В момент заселения в хостел я искренне верил, что в эту маленькую комнату, с ярусными кроватями и одним туалетом на всех, никого к нам не подселят. Даже просил Никиту, когда смотрели футбол на местном стадионе, похлопотать перед высшими силами. Но то ли акцент у Никиты был жуткий, то ли сформулировал невнятно, но абсолютный разум послал нам в сожители грека-ортодокса. Картинка сложилась такая: в футбольных шарфах, с бородами и в сопровождении громкого русского мата мы заходили в комнату хостела, а. там расположился этот перец весьма сомнительного вида. Я начал вспоминать английский, параллельно формируя с Никитой о линию нашего поведения:
– Привет! Вы ортодоксы? – спросил нас сосед.
– Макс, он про что? Какие еще, нафиг, ортодокы?
– Сам не вьехал. Он про кого?
– Привет, что ты имеешь в виду? – продолжил я на английском, обращаясь к нашему сожителю.
– Я из Греции, и я ортодоксальный христианин. А откуда вы? – завязал беседу грек.
– Никита, как я понял, это мы ортодоксы. Может лучше ему сразу в дыню двинуть? – спросил я у друга.
– Подожди ты, христиане – это значит православные.
– Да, мы христиане, и мы из России, – ответил я.
– Спасибо, Господь! Меня зовут Георг. А вас?
– Я Макс, а это Никита, – окончательно перешли мы на английский.
В ходе беседы выяснилось, что наш греческий сосед – духовное лицо и состоит на службе в одном из греческих монастырей. Если честно, лицо выглядело очень стремно.
Я предусмотрительно занял верхнюю полку в углу комнаты, но это меня не сильно спасло – ночью я в страхе просыпался несколько раз. Полночи грек, скрючившись в позе ребенка из йоги, активно и громко возносил молитвы.

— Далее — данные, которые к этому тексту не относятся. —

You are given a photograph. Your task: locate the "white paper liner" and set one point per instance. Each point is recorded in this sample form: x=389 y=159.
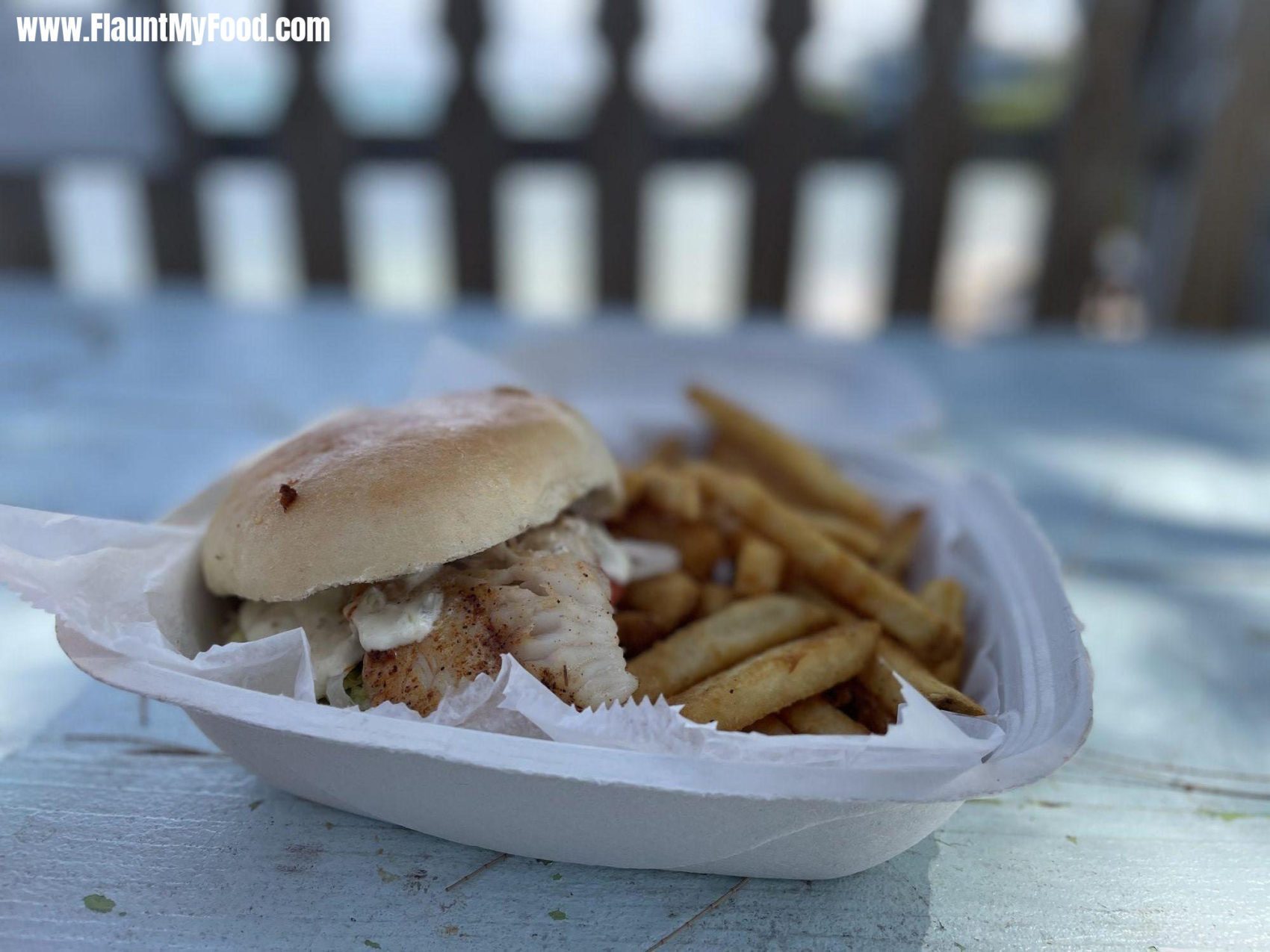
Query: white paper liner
x=136 y=591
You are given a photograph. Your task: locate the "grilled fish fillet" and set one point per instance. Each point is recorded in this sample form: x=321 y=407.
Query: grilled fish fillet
x=540 y=597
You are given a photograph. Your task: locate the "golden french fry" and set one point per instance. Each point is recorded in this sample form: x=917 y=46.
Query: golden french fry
x=803 y=466
x=911 y=669
x=846 y=532
x=636 y=630
x=948 y=598
x=816 y=715
x=719 y=641
x=876 y=697
x=714 y=597
x=673 y=493
x=760 y=567
x=899 y=544
x=841 y=574
x=952 y=669
x=811 y=592
x=700 y=546
x=667 y=598
x=771 y=724
x=840 y=694
x=780 y=676
x=634 y=482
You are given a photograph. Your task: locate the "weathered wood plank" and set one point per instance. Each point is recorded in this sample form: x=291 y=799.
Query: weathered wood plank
x=1092 y=169
x=1228 y=193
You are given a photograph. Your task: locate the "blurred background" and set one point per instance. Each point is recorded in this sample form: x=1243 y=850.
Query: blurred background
x=987 y=165
x=205 y=248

Я решил, что возникать точно не буду, и минут через тридцать все-таки уснул. Причем первые пятнадцать минут полудремы я сильно опасался, что меня могут принести в жертву, но потом вспомнил, что не видел в новостях сюжетов про жертвоприношения в берлинских хостелах, и сон победил. После такой необычной для меня ночи Георг предложил обменяться контактами:
– Доброе утро! Вы отличные парни. Вы есть в какой-нибудь социальной сети?
– Доброе утро… – я решил не сдаваться. – Никит, у тебя есть аккаунт? Можешь его дать нашему новому греческому другу?
– Ой, Макс, не пользуюсь всем этим, дай свой. – Никита прикинул, что я решил его сдать староверу-ортодоксу, с сомнительными наклонностями. И сейчас явно меня сливал.
– Хорошо, вот мой…
– Ты ему реально дашь свой аккаунт?
– Фиг с ним, а вдруг иначе случится международный конлифликт?
Из хостела этим утром мы просто убежали и вернулись совсем к вечеру.
Вторая ночь не обещала облегчения, хотя нашего греческого друга в номере уже не было. В кровать Никиты заселился какой-то амбал. На своей я предусмотрительно разложил футбольный шарф, поэтому ее, вероятно, никто не занял, и даже не поменяли постельное белье.
– Привет! Откуда вы? Я Дейв, из США.
– Привет-привет! Я Макс, а это Никита. Мы из России, – я был предельно вежлив.
Никита – не большой спец в иностранных языках – молча переложил зарубежный рюкзак со своей койки на свободную.
– Моя кровать, – сказал Никита все, что знал из английского.
– Но я первый ее занял! – сопротивлялся американец.
– Моя кровать, – продублировал мой друг.
Я подошел ближе к ним вплотную, натягивая улыбку. Борода в сочетании с российским гражданством и американской улыбкой способны творить чудеса. Я звучно пошкрябал бороду пятерней. Американец, весивший, по моим подсчетам полтонны, жалобно посмотрел сначала на Никиту, потом на меня:
– О кей, парни. Ноу проблем, это твоя кровать.
Вот так мы и победили в холодной войне, карибский кризис был успешно преодолен, и в отношениях двух стран наконец-то забрежжила оттепель. Паренек, как оказалось, забил на свою работу на конвейерной линии автомобильного производства, подкопил немного денег и решил прокатиться по Европе автостопом. В его понимании поездка по Европе – малозатратное путешествие, даже с учетом дорогущего перелета из Штатов. Мои соотечественники его бы не поняли, вот она, разница в возможностях.